In May this year, the incumbent court had granted interim pre-arrest bail to Mr Sheikh and other suspects against a surety of Rs100,000 each without touching the merits of the case, special public prosecutor Zahid Hussain Baladi told Dawn.

However, the prosecutor said, after the Supreme Court recently ruled that every suspect facing graft allegations should individually apply for bail “on merits, as corruption is a non-bailable offence”. Therefore, the suspects applied for the bail afresh, he added.

In April, the NAB had filed reference nominating the then finance minister Mr Shaikh, FBR’s former chairmen Salman Siddique and Muhammad Abdullah Yousuf, then collector customs Azhar Majeed Khalid, Additional collector customs Aashir Azeem Gill, then Member IMS Aamir Zaffar Chaudhery, deputy controllers Muhammad Irfan Sarfaraz and Bassam Khoury, and the managing director of Agility (formerly Public Warehousing Company of Kuwait), as proposed accused.

The court had already separated the case against the foreign national, Bassam Khoury, after NAB failed to arrest him and declared him absconder.

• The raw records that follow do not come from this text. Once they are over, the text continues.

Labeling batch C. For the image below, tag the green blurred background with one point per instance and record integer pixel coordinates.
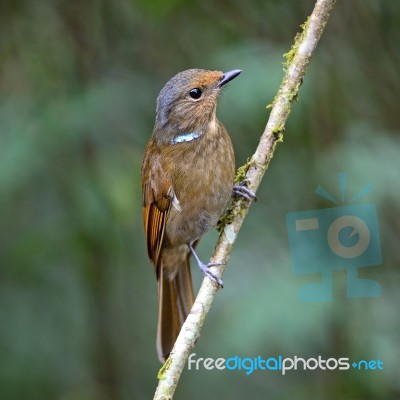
(78, 302)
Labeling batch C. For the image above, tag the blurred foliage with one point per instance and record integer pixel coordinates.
(78, 82)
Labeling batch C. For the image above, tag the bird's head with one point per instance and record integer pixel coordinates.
(188, 101)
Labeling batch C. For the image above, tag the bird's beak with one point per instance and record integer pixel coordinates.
(227, 77)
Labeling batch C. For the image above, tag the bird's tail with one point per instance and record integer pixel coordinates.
(175, 299)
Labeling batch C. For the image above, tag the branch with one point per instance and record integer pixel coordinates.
(297, 60)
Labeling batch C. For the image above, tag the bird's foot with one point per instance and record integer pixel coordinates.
(205, 268)
(242, 190)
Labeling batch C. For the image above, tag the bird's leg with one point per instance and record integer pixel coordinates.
(205, 267)
(243, 191)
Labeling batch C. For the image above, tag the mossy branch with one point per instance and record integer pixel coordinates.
(297, 60)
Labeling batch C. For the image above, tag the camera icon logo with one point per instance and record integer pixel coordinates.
(340, 238)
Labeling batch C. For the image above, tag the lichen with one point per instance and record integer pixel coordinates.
(161, 372)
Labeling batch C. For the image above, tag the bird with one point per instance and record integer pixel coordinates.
(187, 173)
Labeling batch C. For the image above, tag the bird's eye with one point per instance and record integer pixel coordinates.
(195, 93)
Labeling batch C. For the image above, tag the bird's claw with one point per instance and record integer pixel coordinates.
(205, 268)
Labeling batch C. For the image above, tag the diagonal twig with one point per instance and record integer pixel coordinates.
(297, 60)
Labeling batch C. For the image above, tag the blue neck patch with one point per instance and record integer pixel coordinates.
(186, 137)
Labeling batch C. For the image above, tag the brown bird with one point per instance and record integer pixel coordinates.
(187, 180)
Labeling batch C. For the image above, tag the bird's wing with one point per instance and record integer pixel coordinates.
(157, 195)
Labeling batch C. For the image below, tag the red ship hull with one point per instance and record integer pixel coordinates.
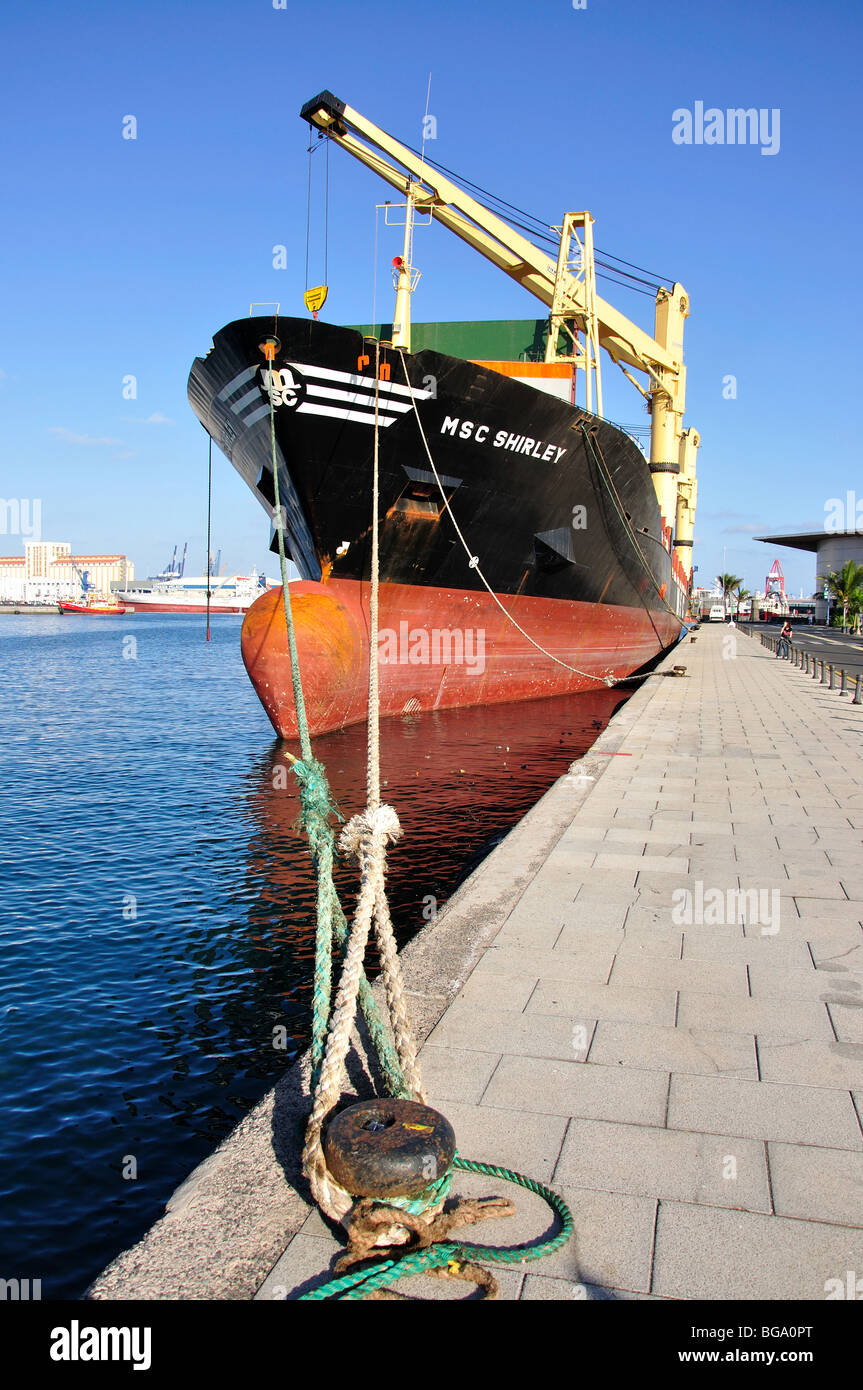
(438, 649)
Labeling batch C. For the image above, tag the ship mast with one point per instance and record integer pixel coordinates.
(567, 291)
(403, 277)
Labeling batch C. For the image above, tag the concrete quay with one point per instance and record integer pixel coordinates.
(649, 995)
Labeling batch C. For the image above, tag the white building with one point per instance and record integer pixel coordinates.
(47, 571)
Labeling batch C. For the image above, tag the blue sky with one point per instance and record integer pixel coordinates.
(122, 257)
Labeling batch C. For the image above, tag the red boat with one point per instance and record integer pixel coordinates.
(96, 609)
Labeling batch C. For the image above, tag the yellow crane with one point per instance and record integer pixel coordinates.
(567, 288)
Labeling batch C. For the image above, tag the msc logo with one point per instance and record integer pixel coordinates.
(285, 387)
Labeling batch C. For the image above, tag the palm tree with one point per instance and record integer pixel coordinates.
(728, 583)
(847, 588)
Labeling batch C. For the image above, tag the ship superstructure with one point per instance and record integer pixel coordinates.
(527, 546)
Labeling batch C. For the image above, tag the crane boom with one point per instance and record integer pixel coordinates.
(659, 357)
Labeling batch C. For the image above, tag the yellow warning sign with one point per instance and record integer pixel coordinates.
(316, 298)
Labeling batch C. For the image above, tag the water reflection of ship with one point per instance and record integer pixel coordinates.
(457, 779)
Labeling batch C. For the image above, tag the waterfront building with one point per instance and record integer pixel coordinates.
(49, 571)
(833, 546)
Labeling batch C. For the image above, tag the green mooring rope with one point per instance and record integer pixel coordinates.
(359, 1283)
(317, 809)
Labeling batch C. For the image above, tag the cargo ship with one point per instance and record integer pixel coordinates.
(528, 548)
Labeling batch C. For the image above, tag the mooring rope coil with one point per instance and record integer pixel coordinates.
(363, 1282)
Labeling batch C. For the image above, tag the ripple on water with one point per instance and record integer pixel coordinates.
(157, 905)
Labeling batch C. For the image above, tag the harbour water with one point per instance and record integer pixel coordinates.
(156, 904)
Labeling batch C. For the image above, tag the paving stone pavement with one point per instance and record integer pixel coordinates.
(669, 1025)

The federal anti-graft watchdog said an anonymous complaint was received against Mian Azhar Majeed Khalid, the then collector, Model Customs Collectorate, and Aashir Azeem Gill, the then additional collector, regarding alleged illegalities committed during the procurement and implementation of the ‘Pakistan Automated Customs Clearance Service (PACCS)’ pilot project. An inquiry was authorised which was subsequently converted to investigation on Aug 17, 2019.

Legal notice

A grade-14 inspector of the District Municipal Corporation-South Anwar Hussain has sent a legal notice to the Sajjan Union leader Syed Zulfiqar Shah claiming Rs30 million in damages for allegedly getting published a “false, baseless and fabricated” news in the media against him using the name of All DMC South Action Committee.

Advocate Munaf Memon stated in the legal notice dated Oct 3 that his client “worked honestly and the DMC-South never received any complaint against him in his long career”.